The ins and outs of a young library media specialist's life. Rock, rock on.

Thursday, June 15, 2006

A Grounded Viewpoint


Ok, let me explain. It all started on Tuesday night when I got knocked the eff out at frisbee. Not like a "oops, I took a tumble" knockout, but a "what the hell just happened and why am I on the ground and why is my head ringing" type knockout. I don't even know what happened, all I know is someone ran full-out into me while I was stationary and that was that.

Being the tough-ass (read: idiotic) girl that I am I just got up and kept playing for the rest of the game. It wasn't until I got home that night when my head was pounding and I was feeling vaguely nauseous that I thought something could actually be wrong. And all of a sudden everything seemed to be closing in, magnified. Harder. Rattling my brain was upsetting.

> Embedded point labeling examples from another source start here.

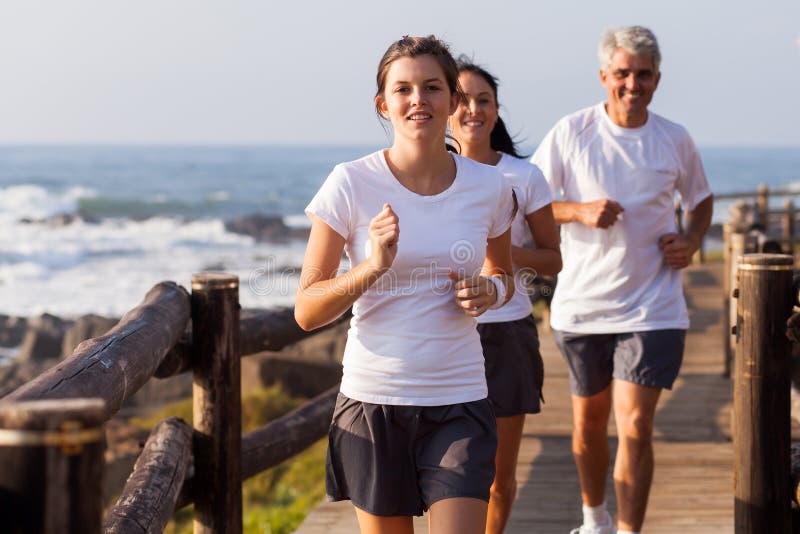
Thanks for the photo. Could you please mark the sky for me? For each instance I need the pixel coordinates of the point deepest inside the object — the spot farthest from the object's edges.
(301, 72)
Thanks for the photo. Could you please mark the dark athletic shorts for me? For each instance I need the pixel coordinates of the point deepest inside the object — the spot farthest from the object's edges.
(514, 368)
(651, 358)
(399, 460)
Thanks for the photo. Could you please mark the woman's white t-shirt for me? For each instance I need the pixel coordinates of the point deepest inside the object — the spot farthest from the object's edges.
(533, 193)
(409, 343)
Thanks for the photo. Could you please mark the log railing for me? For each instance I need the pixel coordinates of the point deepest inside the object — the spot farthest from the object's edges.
(51, 438)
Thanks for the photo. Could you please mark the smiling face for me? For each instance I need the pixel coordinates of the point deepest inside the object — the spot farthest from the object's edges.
(477, 113)
(417, 99)
(630, 82)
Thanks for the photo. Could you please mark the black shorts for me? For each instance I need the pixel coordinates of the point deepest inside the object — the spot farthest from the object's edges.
(651, 358)
(514, 367)
(399, 460)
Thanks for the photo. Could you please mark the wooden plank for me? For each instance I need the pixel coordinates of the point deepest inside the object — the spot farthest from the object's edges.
(51, 466)
(114, 366)
(271, 330)
(693, 483)
(149, 496)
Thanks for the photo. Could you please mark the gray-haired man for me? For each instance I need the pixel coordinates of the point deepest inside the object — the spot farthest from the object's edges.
(618, 311)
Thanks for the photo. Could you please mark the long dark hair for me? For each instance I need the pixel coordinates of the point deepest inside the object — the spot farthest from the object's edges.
(414, 47)
(499, 139)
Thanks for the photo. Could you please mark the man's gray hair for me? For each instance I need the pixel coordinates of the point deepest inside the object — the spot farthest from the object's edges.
(636, 40)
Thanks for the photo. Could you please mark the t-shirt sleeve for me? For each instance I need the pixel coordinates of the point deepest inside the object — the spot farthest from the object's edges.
(333, 203)
(537, 192)
(692, 183)
(548, 159)
(505, 209)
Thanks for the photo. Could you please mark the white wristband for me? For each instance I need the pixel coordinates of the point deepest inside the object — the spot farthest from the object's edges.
(500, 290)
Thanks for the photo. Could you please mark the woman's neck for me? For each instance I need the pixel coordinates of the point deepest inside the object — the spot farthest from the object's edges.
(482, 153)
(425, 170)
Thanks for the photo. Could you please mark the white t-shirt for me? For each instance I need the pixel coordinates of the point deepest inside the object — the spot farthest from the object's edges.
(533, 193)
(409, 343)
(616, 279)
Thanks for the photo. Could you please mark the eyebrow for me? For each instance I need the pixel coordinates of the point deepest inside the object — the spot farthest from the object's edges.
(429, 80)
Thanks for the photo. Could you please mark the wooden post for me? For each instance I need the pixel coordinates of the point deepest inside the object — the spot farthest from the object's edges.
(51, 466)
(727, 230)
(787, 226)
(217, 404)
(761, 395)
(763, 207)
(738, 243)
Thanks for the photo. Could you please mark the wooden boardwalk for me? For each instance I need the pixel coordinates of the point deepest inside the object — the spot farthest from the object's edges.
(693, 485)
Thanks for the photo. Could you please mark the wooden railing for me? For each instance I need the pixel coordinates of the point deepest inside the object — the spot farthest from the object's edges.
(51, 429)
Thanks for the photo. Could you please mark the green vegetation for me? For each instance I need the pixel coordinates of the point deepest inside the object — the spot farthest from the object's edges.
(277, 500)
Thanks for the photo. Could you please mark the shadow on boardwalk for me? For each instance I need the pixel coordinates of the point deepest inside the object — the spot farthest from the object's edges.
(692, 488)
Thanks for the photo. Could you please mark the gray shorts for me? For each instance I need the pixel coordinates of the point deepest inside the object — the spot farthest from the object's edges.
(514, 368)
(399, 460)
(651, 358)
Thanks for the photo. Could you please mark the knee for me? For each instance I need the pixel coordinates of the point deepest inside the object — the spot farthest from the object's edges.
(589, 426)
(504, 490)
(637, 427)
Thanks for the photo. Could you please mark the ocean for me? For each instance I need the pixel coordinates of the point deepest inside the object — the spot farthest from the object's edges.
(89, 229)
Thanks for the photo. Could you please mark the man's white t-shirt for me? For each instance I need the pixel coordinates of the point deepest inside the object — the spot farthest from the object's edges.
(409, 342)
(616, 279)
(533, 193)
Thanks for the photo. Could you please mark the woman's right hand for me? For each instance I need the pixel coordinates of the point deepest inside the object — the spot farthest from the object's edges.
(384, 232)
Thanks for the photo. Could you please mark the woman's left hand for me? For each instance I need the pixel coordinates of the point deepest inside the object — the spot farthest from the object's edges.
(474, 295)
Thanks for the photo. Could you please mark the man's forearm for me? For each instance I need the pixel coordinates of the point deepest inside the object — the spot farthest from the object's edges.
(564, 212)
(699, 219)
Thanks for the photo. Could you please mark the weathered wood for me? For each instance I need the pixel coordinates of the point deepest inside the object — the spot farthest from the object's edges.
(762, 204)
(692, 490)
(761, 394)
(272, 330)
(114, 366)
(284, 437)
(787, 226)
(738, 245)
(148, 498)
(279, 440)
(727, 230)
(51, 466)
(217, 409)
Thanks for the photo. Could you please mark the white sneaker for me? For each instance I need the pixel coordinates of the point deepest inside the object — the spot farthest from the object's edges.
(608, 528)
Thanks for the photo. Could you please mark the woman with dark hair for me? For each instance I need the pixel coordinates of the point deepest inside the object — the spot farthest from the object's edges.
(412, 429)
(514, 370)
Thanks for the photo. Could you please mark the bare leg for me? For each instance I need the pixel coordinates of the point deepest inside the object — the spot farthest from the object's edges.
(590, 444)
(375, 524)
(634, 410)
(460, 515)
(504, 487)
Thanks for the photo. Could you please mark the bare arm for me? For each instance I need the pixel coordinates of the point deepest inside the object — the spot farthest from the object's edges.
(546, 257)
(477, 294)
(322, 296)
(596, 214)
(679, 248)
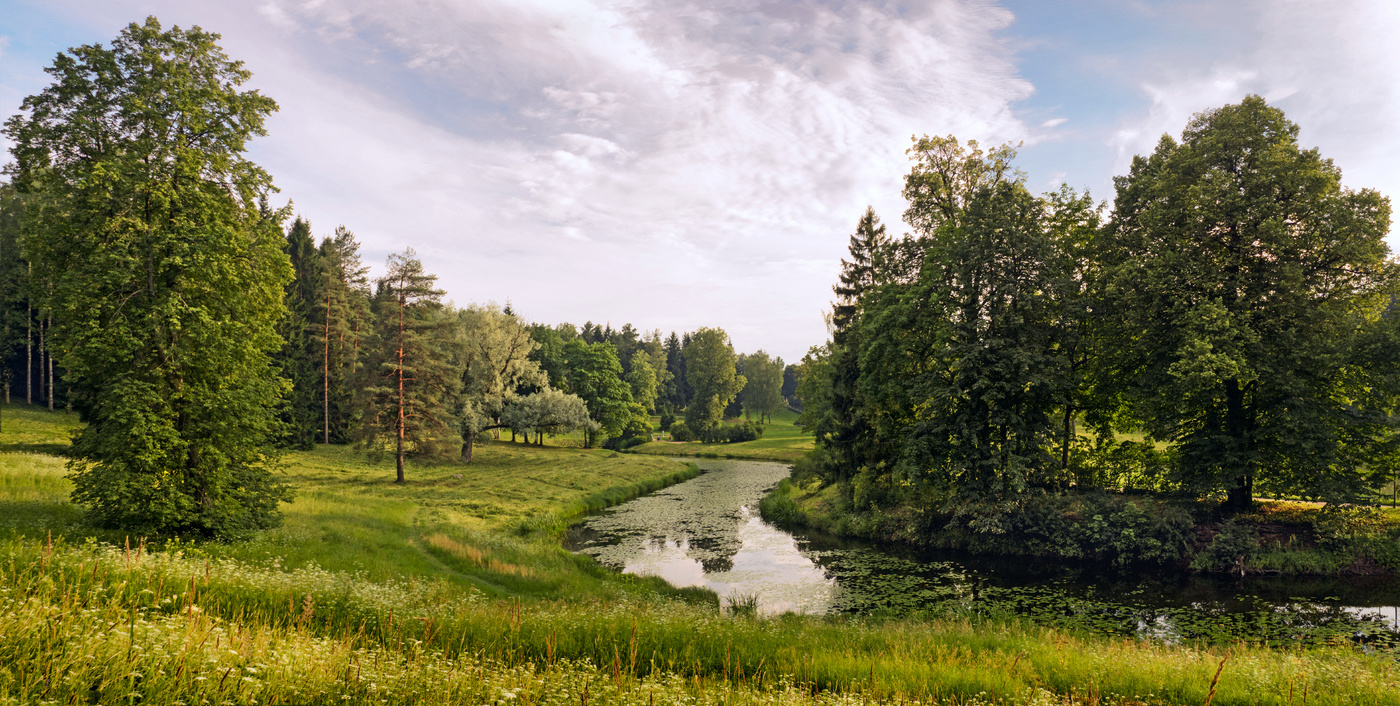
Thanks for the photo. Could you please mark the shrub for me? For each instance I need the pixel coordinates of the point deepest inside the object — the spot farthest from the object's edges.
(679, 432)
(741, 432)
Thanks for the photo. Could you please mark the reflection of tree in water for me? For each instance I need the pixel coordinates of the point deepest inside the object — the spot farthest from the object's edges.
(704, 513)
(702, 520)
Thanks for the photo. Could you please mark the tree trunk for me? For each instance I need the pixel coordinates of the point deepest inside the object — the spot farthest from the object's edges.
(1242, 496)
(325, 367)
(1068, 437)
(28, 348)
(49, 355)
(399, 371)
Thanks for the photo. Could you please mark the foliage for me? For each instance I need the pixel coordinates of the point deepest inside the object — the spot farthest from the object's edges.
(494, 349)
(298, 350)
(595, 376)
(983, 408)
(710, 371)
(1235, 542)
(345, 327)
(1241, 275)
(410, 384)
(164, 275)
(762, 392)
(741, 432)
(546, 412)
(679, 432)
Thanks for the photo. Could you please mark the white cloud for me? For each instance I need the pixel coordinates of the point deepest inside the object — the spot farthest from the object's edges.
(669, 164)
(1332, 67)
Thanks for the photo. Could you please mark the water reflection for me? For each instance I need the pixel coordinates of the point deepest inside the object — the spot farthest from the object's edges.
(766, 568)
(706, 533)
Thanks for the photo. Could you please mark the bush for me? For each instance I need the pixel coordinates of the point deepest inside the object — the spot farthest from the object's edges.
(777, 506)
(741, 432)
(679, 432)
(1077, 525)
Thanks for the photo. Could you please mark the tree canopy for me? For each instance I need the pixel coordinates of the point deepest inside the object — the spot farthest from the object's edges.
(164, 275)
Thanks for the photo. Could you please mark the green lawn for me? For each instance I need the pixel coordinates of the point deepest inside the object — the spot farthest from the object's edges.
(781, 441)
(469, 523)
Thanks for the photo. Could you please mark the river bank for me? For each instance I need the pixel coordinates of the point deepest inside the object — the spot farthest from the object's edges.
(1276, 538)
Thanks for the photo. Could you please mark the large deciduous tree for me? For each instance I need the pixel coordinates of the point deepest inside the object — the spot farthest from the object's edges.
(496, 360)
(763, 387)
(1242, 272)
(164, 273)
(711, 374)
(595, 376)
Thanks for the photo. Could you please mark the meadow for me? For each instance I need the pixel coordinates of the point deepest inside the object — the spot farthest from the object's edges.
(783, 440)
(454, 589)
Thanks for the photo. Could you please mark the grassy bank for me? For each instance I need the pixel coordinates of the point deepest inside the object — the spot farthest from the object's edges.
(1278, 537)
(455, 590)
(783, 440)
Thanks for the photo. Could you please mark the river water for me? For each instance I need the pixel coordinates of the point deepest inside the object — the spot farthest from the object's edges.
(707, 533)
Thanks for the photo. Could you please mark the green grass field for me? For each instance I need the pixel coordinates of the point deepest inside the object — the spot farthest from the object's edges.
(455, 590)
(781, 441)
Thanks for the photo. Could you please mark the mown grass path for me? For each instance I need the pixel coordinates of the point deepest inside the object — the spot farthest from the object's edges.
(455, 590)
(783, 440)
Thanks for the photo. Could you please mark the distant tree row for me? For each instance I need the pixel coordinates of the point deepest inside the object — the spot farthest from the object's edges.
(1224, 329)
(147, 283)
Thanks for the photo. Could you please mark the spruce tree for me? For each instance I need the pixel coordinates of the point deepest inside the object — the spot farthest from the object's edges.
(164, 278)
(345, 321)
(858, 275)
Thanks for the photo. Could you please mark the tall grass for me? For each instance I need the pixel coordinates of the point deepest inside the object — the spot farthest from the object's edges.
(118, 624)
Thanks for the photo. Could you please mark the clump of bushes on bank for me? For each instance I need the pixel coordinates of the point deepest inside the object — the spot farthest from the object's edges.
(1106, 527)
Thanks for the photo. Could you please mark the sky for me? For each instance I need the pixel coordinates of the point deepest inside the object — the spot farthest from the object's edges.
(685, 164)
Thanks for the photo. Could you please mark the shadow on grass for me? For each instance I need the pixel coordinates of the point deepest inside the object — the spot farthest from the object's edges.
(51, 448)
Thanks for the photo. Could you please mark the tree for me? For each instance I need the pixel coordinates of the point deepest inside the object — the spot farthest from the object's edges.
(763, 387)
(300, 352)
(595, 376)
(164, 275)
(412, 385)
(546, 412)
(345, 324)
(790, 380)
(860, 273)
(710, 370)
(1242, 272)
(496, 360)
(641, 378)
(678, 391)
(983, 411)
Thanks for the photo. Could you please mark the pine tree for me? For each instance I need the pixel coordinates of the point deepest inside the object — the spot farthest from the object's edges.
(858, 275)
(410, 385)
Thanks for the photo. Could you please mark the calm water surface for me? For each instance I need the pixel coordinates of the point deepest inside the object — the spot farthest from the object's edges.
(707, 533)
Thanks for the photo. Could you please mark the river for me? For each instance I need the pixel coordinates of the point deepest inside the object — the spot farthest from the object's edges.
(707, 533)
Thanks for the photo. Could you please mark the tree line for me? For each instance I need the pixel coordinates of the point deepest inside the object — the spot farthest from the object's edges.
(1224, 329)
(149, 285)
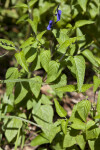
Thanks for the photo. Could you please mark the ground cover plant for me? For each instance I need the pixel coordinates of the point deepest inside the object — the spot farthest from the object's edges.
(59, 41)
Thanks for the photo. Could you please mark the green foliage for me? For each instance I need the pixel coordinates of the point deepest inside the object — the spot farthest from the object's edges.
(47, 64)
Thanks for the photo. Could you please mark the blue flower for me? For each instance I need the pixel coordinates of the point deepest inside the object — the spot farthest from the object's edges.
(58, 14)
(50, 25)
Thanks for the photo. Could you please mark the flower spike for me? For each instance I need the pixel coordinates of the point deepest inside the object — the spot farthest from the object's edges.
(50, 25)
(59, 15)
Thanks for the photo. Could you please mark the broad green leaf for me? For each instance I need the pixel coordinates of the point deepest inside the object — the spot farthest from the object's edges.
(28, 42)
(6, 44)
(83, 108)
(96, 83)
(89, 55)
(20, 80)
(81, 23)
(83, 4)
(21, 90)
(34, 24)
(81, 141)
(12, 129)
(40, 139)
(43, 7)
(44, 118)
(59, 109)
(98, 103)
(39, 36)
(31, 3)
(53, 71)
(61, 35)
(70, 63)
(85, 87)
(21, 60)
(45, 57)
(31, 54)
(78, 124)
(57, 143)
(67, 88)
(80, 70)
(12, 73)
(64, 124)
(35, 88)
(60, 81)
(69, 140)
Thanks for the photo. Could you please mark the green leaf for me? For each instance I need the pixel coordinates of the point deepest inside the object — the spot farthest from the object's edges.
(98, 103)
(67, 88)
(81, 141)
(81, 23)
(21, 5)
(53, 71)
(34, 24)
(85, 87)
(59, 109)
(88, 54)
(28, 42)
(92, 144)
(12, 129)
(91, 130)
(45, 57)
(80, 70)
(61, 35)
(36, 87)
(78, 124)
(6, 44)
(12, 73)
(83, 108)
(21, 91)
(39, 140)
(64, 124)
(21, 60)
(96, 83)
(69, 140)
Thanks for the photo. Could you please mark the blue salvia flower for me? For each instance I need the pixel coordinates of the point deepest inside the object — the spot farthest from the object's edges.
(58, 15)
(50, 25)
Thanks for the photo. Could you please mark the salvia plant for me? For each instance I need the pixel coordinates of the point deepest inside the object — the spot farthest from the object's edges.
(60, 45)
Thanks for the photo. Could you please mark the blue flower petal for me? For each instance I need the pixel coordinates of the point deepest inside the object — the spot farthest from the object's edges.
(50, 25)
(59, 15)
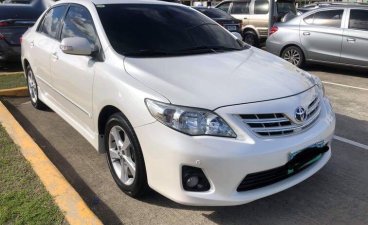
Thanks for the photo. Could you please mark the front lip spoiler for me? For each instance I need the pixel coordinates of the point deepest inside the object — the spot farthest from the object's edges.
(265, 100)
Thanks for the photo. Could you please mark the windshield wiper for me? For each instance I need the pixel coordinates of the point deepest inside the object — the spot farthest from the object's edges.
(205, 49)
(148, 52)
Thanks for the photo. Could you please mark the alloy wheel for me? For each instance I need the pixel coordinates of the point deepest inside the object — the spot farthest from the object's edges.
(121, 154)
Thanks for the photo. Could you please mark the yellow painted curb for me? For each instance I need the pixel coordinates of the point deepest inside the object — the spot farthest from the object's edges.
(70, 203)
(18, 92)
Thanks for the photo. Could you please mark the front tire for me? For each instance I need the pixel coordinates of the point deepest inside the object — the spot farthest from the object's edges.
(124, 156)
(33, 89)
(294, 55)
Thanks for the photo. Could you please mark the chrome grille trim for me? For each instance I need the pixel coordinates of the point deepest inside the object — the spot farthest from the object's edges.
(279, 124)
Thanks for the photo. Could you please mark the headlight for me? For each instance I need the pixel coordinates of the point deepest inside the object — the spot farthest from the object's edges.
(190, 121)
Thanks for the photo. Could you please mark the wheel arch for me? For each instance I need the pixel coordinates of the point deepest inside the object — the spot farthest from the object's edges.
(291, 45)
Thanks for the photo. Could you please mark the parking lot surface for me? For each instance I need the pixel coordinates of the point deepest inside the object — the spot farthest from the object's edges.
(335, 195)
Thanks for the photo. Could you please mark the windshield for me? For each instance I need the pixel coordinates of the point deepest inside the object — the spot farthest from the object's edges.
(214, 13)
(144, 30)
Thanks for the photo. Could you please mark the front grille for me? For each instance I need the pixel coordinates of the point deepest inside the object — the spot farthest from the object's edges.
(301, 161)
(278, 124)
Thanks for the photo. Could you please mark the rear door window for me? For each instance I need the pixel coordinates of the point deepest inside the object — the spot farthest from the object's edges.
(78, 23)
(240, 8)
(261, 6)
(358, 19)
(329, 18)
(52, 21)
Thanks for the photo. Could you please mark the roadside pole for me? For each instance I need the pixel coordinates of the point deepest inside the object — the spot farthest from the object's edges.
(271, 16)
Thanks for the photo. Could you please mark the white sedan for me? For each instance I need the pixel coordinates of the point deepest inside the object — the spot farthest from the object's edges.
(178, 103)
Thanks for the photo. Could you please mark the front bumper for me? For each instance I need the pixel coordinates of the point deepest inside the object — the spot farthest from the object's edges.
(226, 161)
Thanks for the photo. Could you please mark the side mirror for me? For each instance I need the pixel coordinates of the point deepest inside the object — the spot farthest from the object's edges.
(237, 35)
(76, 46)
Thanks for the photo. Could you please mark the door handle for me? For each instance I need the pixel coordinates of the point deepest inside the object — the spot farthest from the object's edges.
(351, 39)
(54, 56)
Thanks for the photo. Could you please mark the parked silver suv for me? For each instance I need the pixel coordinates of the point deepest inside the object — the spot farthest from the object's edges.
(334, 35)
(255, 16)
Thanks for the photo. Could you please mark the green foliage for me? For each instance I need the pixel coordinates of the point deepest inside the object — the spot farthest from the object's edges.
(23, 198)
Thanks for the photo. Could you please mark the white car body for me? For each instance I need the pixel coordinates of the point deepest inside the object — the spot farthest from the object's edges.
(231, 83)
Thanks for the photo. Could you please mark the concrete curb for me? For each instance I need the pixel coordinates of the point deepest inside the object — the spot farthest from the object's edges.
(18, 92)
(68, 200)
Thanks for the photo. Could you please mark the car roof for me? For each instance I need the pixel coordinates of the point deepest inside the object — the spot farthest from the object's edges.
(107, 2)
(345, 6)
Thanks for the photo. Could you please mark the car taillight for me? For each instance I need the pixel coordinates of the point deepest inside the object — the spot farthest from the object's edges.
(4, 24)
(273, 30)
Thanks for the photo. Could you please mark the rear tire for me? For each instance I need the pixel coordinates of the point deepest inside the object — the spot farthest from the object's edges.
(33, 89)
(294, 55)
(251, 38)
(124, 156)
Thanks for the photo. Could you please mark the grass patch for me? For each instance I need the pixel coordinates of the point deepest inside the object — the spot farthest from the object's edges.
(23, 198)
(12, 80)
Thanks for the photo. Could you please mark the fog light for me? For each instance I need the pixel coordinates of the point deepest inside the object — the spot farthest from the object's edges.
(193, 179)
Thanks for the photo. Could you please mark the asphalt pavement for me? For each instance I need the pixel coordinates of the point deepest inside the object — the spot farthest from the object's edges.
(335, 195)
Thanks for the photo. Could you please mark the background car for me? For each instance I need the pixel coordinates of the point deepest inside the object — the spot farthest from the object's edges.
(15, 19)
(224, 19)
(255, 16)
(336, 34)
(317, 5)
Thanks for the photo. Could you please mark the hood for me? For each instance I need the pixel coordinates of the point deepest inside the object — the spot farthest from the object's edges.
(219, 79)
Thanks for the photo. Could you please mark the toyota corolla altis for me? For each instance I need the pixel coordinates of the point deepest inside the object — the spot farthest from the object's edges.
(177, 103)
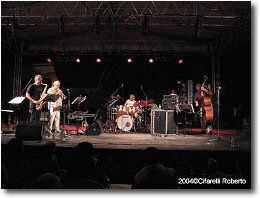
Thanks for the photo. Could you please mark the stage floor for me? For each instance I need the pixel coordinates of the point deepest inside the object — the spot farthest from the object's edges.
(139, 141)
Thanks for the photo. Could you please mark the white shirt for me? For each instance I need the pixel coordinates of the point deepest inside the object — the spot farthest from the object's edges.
(129, 103)
(58, 103)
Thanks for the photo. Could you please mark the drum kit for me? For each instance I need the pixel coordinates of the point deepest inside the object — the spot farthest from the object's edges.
(127, 118)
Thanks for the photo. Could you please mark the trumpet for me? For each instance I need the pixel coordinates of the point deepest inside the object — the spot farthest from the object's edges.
(62, 95)
(39, 106)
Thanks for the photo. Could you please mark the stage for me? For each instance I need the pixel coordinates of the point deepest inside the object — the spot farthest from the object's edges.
(194, 141)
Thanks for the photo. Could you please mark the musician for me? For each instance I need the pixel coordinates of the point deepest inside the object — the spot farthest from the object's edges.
(130, 102)
(33, 94)
(55, 107)
(206, 91)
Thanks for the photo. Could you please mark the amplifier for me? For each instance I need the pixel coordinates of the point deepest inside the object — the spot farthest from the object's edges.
(163, 122)
(30, 130)
(169, 102)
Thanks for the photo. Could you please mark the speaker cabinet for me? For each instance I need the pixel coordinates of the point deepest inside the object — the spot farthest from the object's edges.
(163, 122)
(95, 129)
(29, 130)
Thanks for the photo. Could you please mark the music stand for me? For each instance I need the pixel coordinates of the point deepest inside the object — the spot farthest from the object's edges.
(78, 101)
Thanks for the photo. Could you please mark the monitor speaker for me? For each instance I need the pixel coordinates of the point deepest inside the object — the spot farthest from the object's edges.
(95, 129)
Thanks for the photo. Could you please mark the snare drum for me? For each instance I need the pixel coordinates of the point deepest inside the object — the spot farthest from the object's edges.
(121, 110)
(125, 122)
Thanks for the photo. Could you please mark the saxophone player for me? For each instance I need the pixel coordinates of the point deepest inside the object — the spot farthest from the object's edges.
(34, 93)
(55, 107)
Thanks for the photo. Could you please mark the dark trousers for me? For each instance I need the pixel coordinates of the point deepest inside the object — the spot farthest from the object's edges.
(35, 115)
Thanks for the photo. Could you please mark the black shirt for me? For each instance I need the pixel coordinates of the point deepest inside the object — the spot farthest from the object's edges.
(35, 92)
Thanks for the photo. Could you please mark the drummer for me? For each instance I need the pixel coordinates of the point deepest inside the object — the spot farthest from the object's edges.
(130, 102)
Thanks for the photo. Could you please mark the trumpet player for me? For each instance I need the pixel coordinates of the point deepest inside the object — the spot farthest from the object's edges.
(55, 107)
(33, 94)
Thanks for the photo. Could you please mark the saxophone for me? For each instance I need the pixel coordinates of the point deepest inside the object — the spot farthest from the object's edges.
(39, 106)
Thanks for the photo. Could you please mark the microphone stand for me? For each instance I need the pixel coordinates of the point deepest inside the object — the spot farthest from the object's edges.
(26, 86)
(121, 86)
(145, 109)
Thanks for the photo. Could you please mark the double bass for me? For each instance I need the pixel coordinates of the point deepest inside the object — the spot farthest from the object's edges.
(206, 104)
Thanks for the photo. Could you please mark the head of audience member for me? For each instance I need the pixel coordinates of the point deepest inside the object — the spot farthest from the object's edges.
(56, 85)
(83, 153)
(15, 148)
(47, 181)
(48, 150)
(151, 155)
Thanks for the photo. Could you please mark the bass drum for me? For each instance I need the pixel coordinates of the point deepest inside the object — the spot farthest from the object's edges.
(125, 122)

Eventually the headache cleared and I felt better. That knockout made me realize something- I can't control everything. Work is busy, I have a lot going on. Some situations are less than ideal. But... I can control my actions and my choices. I can choose to be happy and to try my best to make others happy, or I can choose to be miserable and in turn make others unhappy. So my new outlook is gracious patience. I'm going to make like AA and accept things I can't change. Because, really, there isn't any other choice but unhappiness. And that would be unacceptable.

I've always been a glass half-full person. I'd have to be, to end up where I've ended up. But it's true that the glass half-empty is usually funnier and so I mostly choose to write about things that way. And so I missed a post yesterday. Chalk it up to a mild concussion and a general need to re-evaluate my viewpoint. I think you'll forgive me.

1 Comments:

Blogger shelleycoughlin rocks hardcore!

It's true. Although I don't recommend getting knocked out. It's far less pleasant than it sounds.